The matter was initially set down for hearing on 16 May 2013. However, after an application by the parties for an extension to file written submissions, the hearing was postponed to 13 August 2013. Then, following a request from the Minister that the matter be removed from the roll to allow the parties to explore settlement opportunities, the matter was again postponed and set down for hearing on 11 February 2014.
In its papers filed in the Constitutional Court, the Mhlanganisweni community argued that, given the primacy of restoration in the constitutional scheme, the LCC’s approach – which unduly elevated market value to a central or starting point, and which unquestioningly accepted the State’s stance in respect of affordability and limited resources – should be rejected. Instead, claimed the community, the Court should adopt an “historical cost of acquisition” model for determining just and equitable compensation, and make justice and equity paramount in the test for the calculation of compensation. On this approach, the Minister’s offer of R460 million was just and equitable.
The Minister contended that the equitable balance required by the Constitution for the determination of just and equitable compensation is, in most cases, best achieved by determining the market value of the property as a starting point, and adding or subtracting therefrom as other considerations may require. The Minister argued further that the Court a quo was correct to reject the historical cost of acquisition model, as this would “violate the principle of equality enshrined in the Constitution” and “would discriminate landowners because the Land Reform of the country is not aimed at taxing rich landowners.”
The Minister supported the LCC’s findings that the community would be significantly overcompensated if the land was restored to them, and that the community lacks the capacity to take over the massive eco-tourism business and run it effectively.
The second to fifth respondents – the owners of the land – also supported the judgment of the LCC, and argued that the applicants’ historical cost of acquisition model is speculative, irrational and arbitrary. No constitutional factors were identified, claimed the owners, which provided any reason to diminish the market value in order to arrive at just and equitable compensation. Furthermore, the land owners supported the LCC’s findings in respect of the Londolozi agreement, and argued that it would provide miniscule benefits to the community relative to the expense that the State would incur.
The Nkuzi Development Association and the Association for Rural Advancement, who were admitted as amici curiae, supported the Mhlanganisweni community’s claim, and argued that the question of feasibility under the RLRA is limited to physical and legal practicality, and does not include inquiries into the cost of restoration or the need to maintain productive use of the land. In the alternative, even on the approach adopted by the LCC, the amici claimed that the court had insufficient evidence to determine whether it was too expensive for the state to purchase the land.

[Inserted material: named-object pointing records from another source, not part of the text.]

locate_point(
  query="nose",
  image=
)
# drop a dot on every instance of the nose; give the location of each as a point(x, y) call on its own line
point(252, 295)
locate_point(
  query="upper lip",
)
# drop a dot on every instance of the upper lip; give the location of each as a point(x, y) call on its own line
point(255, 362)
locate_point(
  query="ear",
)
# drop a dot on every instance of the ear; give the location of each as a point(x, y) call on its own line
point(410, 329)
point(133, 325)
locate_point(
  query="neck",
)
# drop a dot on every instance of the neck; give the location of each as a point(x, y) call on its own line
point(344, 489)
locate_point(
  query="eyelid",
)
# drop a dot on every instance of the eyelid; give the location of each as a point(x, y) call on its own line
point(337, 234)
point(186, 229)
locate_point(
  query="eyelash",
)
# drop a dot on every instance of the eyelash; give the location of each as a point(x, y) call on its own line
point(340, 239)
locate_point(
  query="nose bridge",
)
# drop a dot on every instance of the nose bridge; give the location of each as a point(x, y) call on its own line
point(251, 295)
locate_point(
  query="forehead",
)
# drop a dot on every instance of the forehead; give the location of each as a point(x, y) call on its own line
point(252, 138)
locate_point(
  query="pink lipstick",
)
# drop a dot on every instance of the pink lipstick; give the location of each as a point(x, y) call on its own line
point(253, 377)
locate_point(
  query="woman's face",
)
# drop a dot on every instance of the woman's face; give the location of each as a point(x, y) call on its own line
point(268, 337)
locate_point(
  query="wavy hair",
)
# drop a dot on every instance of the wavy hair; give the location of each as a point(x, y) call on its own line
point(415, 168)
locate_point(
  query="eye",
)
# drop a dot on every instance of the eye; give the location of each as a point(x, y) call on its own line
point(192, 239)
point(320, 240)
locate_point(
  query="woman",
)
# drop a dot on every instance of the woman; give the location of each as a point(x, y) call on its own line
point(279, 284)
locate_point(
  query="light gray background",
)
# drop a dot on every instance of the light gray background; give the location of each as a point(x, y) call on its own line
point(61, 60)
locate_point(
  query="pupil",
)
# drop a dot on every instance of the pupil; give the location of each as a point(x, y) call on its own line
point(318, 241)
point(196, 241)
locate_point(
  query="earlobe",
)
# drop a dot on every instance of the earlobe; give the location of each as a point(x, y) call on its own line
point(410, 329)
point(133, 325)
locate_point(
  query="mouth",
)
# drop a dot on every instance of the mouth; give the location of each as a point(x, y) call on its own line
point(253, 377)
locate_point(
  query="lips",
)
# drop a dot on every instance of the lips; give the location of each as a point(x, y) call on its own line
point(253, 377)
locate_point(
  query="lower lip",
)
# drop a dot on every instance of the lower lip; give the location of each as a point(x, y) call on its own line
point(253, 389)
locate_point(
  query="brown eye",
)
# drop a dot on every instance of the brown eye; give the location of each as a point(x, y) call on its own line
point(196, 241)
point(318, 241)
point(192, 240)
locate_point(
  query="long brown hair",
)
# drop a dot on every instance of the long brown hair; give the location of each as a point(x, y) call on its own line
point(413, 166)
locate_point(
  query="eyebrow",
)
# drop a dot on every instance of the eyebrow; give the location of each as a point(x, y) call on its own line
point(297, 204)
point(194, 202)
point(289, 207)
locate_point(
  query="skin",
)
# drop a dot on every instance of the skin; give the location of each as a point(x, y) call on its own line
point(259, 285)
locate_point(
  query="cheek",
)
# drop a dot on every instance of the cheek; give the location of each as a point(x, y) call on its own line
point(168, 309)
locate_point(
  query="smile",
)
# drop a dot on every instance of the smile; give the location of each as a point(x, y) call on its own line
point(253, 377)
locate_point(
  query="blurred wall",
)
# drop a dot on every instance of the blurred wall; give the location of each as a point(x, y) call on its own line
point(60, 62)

These issues, which arose eight years ago, have significant implications for the trajectory of South Africa’s land reform policy. However, it appears that we may have to wait even longer to have the crucial questions to which these issues give rise answered by the Constitutional Court. President Jacob Zuma announced on 9 January 2014 that the Mala Mala land claim had been settled for R939 360 000 – South Africa’s largest ever land claim – and that an agreement was reached in terms of which the Mala Mala Game Reserve owners will be allowed a transitional period that will expire on the 31 January 2015, and which provides for a monthly occupational rental amount of R700 000.
Prior to the hearing scheduled for 11 February 2014, the Mhlanganisweni community applied to postpone the hearing pending further negotiations between the parties in respect of the only live issue between them, that is, the continued operation of the eco-tourism business on the Mala Mala land. The Court will hear submissions regarding the application for postponement at the hearing on 11 February 2014.